Apple Tree Problem

Asked June 27, 2016, 5:22 PM EDT

Hi! I noticed that most of my apples (Sweet Sixteen & Honeycrisp) have little dots all over them like an insect bore into them. I'm wondering if you are able to tell what the problem is based on my photos and if you have any suggestions for me so I can prevent this from happening in the future. Thanks, Stefanie

Sherburne County Minnesota apples apple insects apple trees

3 Responses

Thank you for the question. It does look like something has pierced the skin of your apples. It might be plum or apple curculio beetle damage. Plum is much more common than apple but I can't tell from the photo which it is. The plum curculio beetle pierces the apple skin to lay eggs but the apple flesh is too hard to allow development and the apple continues to develop, often sustaining only cosmetic damage and will still be edible. Sometimes there are distinctive crescent shaped tan areas by the holes. If damage is too great, there are chemical controls that can be used. Read more here: http://www.extension.umn.edu/garden/yard-garden/fruit/apple-pest-management/plum-curculio/

If damage is from the apple curculio beetle, the beetle pierced the skin of the apple in the spring, deposited eggs, and the only way the eggs mature is if the apple drops to the ground prematurely. Again, the apple may be just cosmetically damaged and still edible. There will be no crescent shaped areas by the holes. Read about it here: http://www.extension.umn.edu/garden/insects/find/apple-curculio/ Note that our Extension entomologist, Jeff Hahn, would like to know about this finding in an attempt to understand how widely distributed it is and how much damage it is causing. Let him know if you think this is what it is by following the link at the end of the publication.

You might want to cut a few of the apples in half to see if there are any larvae tunneling in the flesh because another problem can be from apple maggots although it might be too early in the season to see their damage. We did have a long warm spring so maybe they are ahead of schedule. This pest will destroy apple flesh, making them inedible. Read more here:

http://www.extension.umn.edu/garden/yard-garden/fruit/apple-pest-management/maggot/

http://extension.oregonstate.edu/gilliam/sites/default/files/Apple_Maggot_in_Oregon_EC1633_0.pdf I included this link because the photo included most closely matches the damage in your photos.

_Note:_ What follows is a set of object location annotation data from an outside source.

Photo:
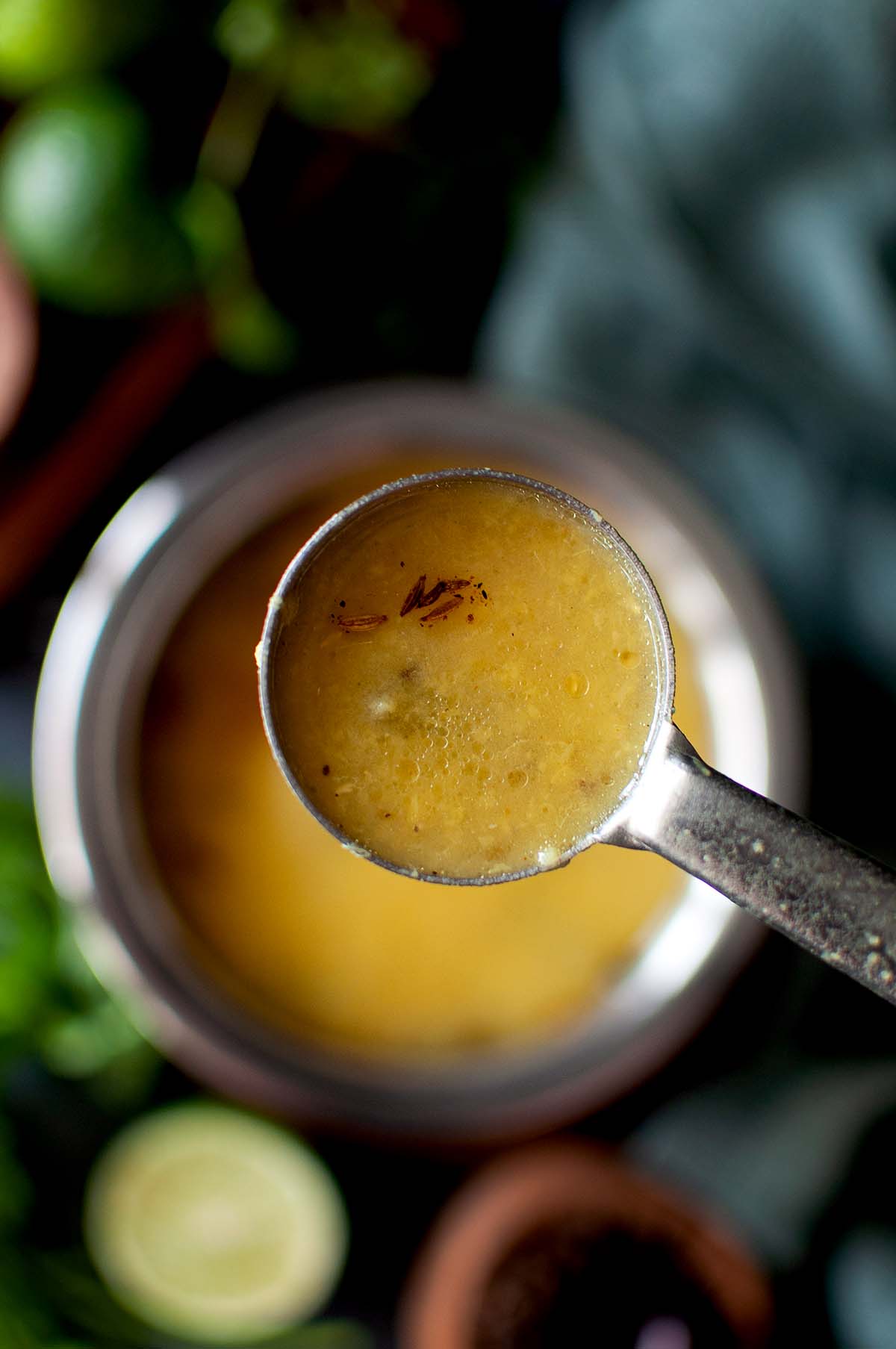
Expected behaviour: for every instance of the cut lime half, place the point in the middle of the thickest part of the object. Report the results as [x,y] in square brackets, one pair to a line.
[214,1224]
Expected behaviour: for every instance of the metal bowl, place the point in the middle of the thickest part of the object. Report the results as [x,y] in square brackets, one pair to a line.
[149,564]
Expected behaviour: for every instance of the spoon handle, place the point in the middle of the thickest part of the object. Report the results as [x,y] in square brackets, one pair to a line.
[822,894]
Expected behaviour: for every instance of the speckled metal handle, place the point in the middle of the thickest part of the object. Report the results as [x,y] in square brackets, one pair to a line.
[824,894]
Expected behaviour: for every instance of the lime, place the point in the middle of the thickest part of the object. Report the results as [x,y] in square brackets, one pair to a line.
[76,207]
[215,1225]
[42,41]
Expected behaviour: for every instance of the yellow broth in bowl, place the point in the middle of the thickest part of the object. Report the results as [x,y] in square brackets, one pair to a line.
[314,939]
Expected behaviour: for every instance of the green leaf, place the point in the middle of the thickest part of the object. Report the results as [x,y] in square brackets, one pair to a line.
[250,332]
[354,70]
[249,33]
[28,920]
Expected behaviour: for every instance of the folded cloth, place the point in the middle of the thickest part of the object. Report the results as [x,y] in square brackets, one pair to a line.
[713,265]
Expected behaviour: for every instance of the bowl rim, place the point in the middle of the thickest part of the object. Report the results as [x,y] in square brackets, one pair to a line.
[99,653]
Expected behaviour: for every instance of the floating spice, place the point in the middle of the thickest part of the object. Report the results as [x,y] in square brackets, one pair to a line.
[362,622]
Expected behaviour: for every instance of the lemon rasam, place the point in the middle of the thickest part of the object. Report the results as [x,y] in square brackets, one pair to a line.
[466,679]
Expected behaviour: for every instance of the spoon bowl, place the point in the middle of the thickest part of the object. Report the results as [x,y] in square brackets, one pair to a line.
[358,528]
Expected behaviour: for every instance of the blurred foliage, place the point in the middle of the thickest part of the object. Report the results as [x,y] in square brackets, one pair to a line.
[354,70]
[77,207]
[42,41]
[369,147]
[52,1004]
[55,1011]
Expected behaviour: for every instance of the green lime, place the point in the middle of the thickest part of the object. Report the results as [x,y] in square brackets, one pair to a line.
[42,41]
[215,1225]
[76,207]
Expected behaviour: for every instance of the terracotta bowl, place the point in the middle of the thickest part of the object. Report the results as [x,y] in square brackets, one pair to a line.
[573,1185]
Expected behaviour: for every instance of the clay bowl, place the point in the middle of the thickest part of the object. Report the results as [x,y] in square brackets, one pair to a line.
[517,1230]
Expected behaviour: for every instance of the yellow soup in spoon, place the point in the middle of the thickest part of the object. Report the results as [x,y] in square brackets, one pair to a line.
[464,679]
[312,939]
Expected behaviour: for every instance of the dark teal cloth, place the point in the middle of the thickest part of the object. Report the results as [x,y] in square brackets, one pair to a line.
[713,265]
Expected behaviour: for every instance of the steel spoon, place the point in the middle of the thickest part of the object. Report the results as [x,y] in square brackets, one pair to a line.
[825,894]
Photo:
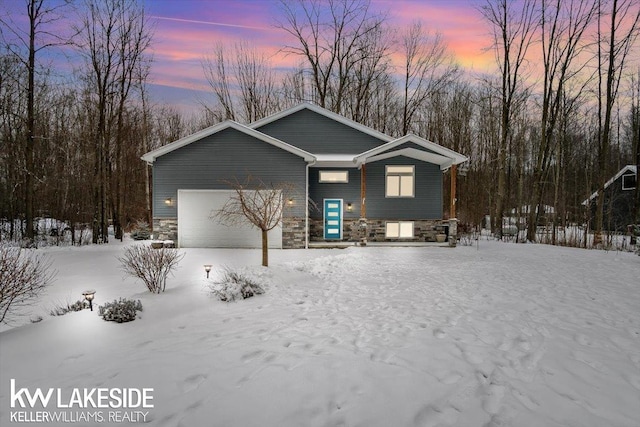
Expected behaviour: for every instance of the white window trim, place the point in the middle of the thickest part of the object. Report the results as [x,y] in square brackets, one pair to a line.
[400,174]
[628,188]
[326,181]
[399,236]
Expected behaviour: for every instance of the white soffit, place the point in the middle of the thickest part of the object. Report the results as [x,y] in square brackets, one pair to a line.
[425,156]
[151,156]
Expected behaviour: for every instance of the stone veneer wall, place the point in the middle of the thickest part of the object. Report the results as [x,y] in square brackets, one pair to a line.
[354,230]
[374,230]
[165,229]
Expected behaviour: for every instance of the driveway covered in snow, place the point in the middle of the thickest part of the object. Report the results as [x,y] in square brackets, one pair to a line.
[500,335]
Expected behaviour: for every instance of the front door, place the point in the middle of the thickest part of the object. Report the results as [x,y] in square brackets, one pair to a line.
[332,219]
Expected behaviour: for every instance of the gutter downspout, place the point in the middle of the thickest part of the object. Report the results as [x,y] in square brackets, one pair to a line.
[306,204]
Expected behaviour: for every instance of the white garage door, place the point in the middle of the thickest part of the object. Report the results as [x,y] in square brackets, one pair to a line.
[197,230]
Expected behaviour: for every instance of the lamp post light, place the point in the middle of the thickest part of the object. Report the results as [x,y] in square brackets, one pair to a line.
[89,295]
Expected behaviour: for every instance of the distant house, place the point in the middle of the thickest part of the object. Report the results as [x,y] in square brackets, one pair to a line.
[362,184]
[619,192]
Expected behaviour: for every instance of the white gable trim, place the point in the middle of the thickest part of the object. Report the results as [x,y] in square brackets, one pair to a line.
[151,156]
[425,156]
[629,168]
[454,157]
[324,112]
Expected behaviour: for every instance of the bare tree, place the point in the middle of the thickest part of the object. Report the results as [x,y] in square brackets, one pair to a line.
[331,39]
[150,265]
[428,67]
[26,46]
[23,276]
[256,203]
[114,37]
[250,72]
[513,28]
[563,25]
[624,27]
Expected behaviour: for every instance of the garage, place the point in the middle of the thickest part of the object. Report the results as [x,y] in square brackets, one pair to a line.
[197,230]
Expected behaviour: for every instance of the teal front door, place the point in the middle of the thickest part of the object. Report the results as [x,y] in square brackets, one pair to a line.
[332,219]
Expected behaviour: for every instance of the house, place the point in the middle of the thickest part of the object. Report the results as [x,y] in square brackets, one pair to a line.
[354,184]
[619,193]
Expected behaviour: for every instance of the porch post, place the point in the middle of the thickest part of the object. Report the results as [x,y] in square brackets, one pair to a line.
[362,223]
[363,190]
[453,221]
[452,209]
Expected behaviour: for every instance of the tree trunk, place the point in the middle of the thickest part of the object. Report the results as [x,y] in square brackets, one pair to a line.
[265,249]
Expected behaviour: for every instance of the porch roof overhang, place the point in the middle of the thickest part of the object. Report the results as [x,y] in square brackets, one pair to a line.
[632,169]
[425,156]
[335,160]
[151,156]
[432,153]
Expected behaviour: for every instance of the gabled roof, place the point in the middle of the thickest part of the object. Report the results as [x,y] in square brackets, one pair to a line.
[151,156]
[437,154]
[632,169]
[324,112]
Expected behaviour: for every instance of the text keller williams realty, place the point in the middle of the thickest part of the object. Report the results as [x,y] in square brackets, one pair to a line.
[123,404]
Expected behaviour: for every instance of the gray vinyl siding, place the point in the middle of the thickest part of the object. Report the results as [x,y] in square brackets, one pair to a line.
[318,134]
[228,154]
[348,192]
[427,203]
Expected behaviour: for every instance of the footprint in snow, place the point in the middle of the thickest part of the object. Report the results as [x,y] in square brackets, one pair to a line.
[248,357]
[432,416]
[193,382]
[450,378]
[494,394]
[439,333]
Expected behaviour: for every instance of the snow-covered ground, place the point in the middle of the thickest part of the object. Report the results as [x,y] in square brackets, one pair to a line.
[500,335]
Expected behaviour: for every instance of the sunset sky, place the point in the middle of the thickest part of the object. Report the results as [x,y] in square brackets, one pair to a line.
[187,30]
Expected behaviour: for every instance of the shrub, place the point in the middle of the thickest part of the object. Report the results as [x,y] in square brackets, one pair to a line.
[120,311]
[152,266]
[76,306]
[23,276]
[141,231]
[234,285]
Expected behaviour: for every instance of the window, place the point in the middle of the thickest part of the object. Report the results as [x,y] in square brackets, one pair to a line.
[399,230]
[400,181]
[629,181]
[334,176]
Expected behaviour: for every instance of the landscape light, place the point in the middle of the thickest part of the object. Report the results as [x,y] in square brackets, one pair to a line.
[207,268]
[88,295]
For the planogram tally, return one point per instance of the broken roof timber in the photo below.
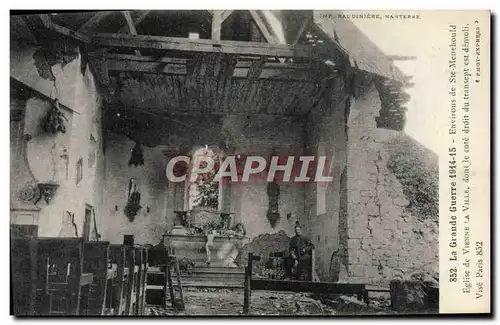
(304, 72)
(362, 51)
(204, 45)
(49, 24)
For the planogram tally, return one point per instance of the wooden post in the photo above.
(168, 278)
(248, 285)
(216, 24)
(179, 284)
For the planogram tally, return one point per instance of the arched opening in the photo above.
(203, 191)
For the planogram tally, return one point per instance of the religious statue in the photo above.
(273, 193)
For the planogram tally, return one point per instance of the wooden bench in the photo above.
(60, 276)
(141, 260)
(96, 261)
(252, 283)
(23, 248)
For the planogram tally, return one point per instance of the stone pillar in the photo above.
(175, 193)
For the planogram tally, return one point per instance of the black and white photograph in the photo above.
(249, 162)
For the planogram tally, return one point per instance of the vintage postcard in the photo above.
(250, 162)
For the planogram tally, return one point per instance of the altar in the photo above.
(195, 229)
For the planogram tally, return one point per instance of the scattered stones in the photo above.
(408, 295)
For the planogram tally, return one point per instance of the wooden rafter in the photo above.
(204, 45)
(216, 24)
(226, 14)
(262, 27)
(218, 17)
(131, 27)
(260, 69)
(301, 30)
(19, 27)
(49, 24)
(142, 15)
(93, 22)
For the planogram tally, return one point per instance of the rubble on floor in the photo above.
(217, 302)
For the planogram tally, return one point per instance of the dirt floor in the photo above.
(225, 302)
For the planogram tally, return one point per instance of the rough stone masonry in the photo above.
(384, 240)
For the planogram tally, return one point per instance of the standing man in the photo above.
(300, 248)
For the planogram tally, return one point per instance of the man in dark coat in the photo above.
(300, 248)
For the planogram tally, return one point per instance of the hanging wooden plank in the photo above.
(49, 24)
(137, 20)
(204, 45)
(262, 27)
(131, 27)
(94, 21)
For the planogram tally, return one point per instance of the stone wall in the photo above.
(39, 157)
(150, 222)
(383, 239)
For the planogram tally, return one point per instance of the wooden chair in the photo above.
(23, 248)
(133, 272)
(156, 277)
(95, 261)
(60, 276)
(140, 261)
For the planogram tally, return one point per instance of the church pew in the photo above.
(95, 261)
(117, 258)
(141, 260)
(131, 287)
(60, 276)
(295, 286)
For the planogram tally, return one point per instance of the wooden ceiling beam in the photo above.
(93, 22)
(204, 45)
(50, 25)
(131, 27)
(142, 15)
(304, 72)
(216, 24)
(226, 14)
(262, 27)
(301, 30)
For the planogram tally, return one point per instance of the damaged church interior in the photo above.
(101, 104)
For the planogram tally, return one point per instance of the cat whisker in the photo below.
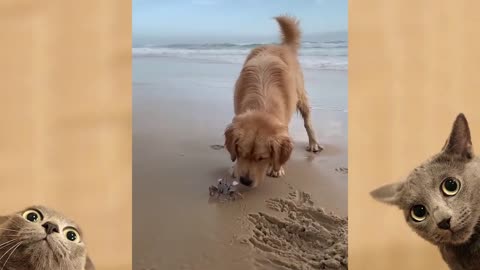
(11, 253)
(12, 247)
(5, 229)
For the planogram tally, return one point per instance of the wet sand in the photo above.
(180, 110)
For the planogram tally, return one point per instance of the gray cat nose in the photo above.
(444, 224)
(50, 227)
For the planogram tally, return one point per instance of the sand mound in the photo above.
(307, 238)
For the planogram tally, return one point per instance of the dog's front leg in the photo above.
(304, 109)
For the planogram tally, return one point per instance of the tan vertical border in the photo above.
(414, 65)
(65, 117)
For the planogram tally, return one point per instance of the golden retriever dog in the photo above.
(268, 91)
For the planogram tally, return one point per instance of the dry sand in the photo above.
(180, 110)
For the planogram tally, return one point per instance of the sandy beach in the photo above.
(180, 110)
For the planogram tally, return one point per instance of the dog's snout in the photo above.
(246, 181)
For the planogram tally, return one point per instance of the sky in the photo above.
(194, 20)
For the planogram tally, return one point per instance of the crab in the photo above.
(225, 189)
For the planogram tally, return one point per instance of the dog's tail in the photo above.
(289, 27)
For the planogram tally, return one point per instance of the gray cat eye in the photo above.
(32, 215)
(450, 186)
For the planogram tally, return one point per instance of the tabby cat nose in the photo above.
(444, 224)
(50, 227)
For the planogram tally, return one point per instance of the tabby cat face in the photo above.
(441, 198)
(39, 238)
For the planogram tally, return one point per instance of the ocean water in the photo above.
(319, 55)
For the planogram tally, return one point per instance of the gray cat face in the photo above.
(440, 198)
(39, 238)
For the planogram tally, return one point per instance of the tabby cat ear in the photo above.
(389, 194)
(459, 143)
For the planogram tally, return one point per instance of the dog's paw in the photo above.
(314, 147)
(273, 173)
(232, 172)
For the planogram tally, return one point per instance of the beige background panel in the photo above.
(414, 65)
(65, 117)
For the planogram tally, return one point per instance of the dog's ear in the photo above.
(281, 148)
(231, 142)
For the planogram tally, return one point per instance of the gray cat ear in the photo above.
(459, 143)
(89, 265)
(390, 193)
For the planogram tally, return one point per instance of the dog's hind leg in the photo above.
(304, 107)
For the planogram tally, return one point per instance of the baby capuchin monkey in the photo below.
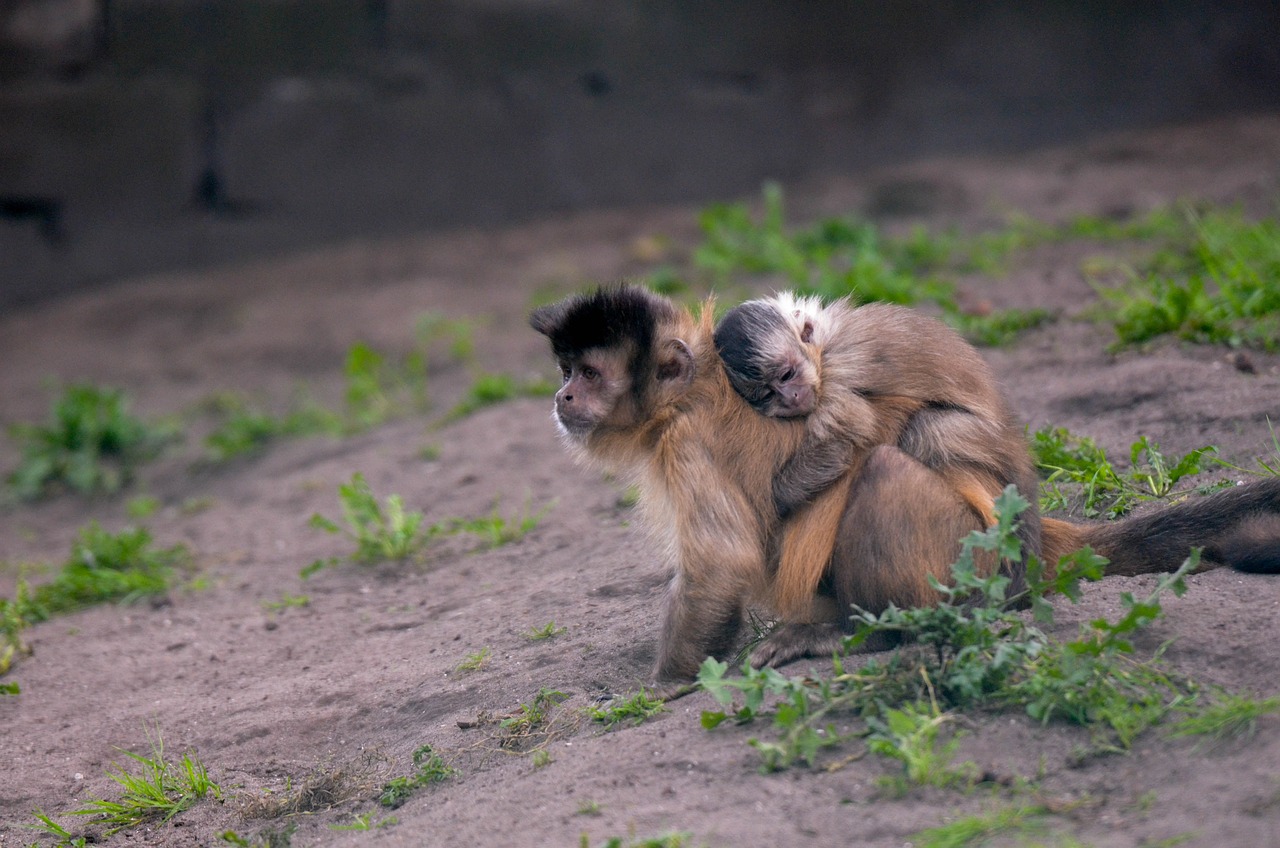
(863, 377)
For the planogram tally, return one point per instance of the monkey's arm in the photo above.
(718, 561)
(813, 468)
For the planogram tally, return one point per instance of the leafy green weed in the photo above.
(1079, 463)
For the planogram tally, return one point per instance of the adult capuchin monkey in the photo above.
(833, 366)
(647, 393)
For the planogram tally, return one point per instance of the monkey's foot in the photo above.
(795, 641)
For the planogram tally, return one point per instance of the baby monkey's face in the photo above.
(768, 358)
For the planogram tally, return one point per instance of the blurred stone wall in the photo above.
(141, 135)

Here is another link to our self diagnostic program "What's Wrong with my Plant"? You might find it helpful: http://www.extension.umn.edu/garden/diagnose/plant/

And finally, here is the University of Minnesota's apple pest management calendar. http://www.extension.umn.edu/garden/yard-garden/fruit/apple-pest-management/

It describes when to use certain products as well as what you can do to monitor your trees to make sure you know what pest you are trying to treat. Compare it to how you are managing your tree and make changes as indicated.

Thank you for contacting Extension.





Hi! Yes, I do believe the damage to my apples is caused by the curculio beetle. I'm guessing it's the plum curculio beetle and not the apple curculio beetle since we have two plum trees (Toka and Superior) near the two apple trees and the curculio beetle destroyed all of my plums. I attached a photo of the affected plums in case that is helpful to you.

Thanks for the response!
Stefanie

How heartbreaking to have this level of damage to your fruits. Please read the publications provided to learn how to control the pest next year as much as possible.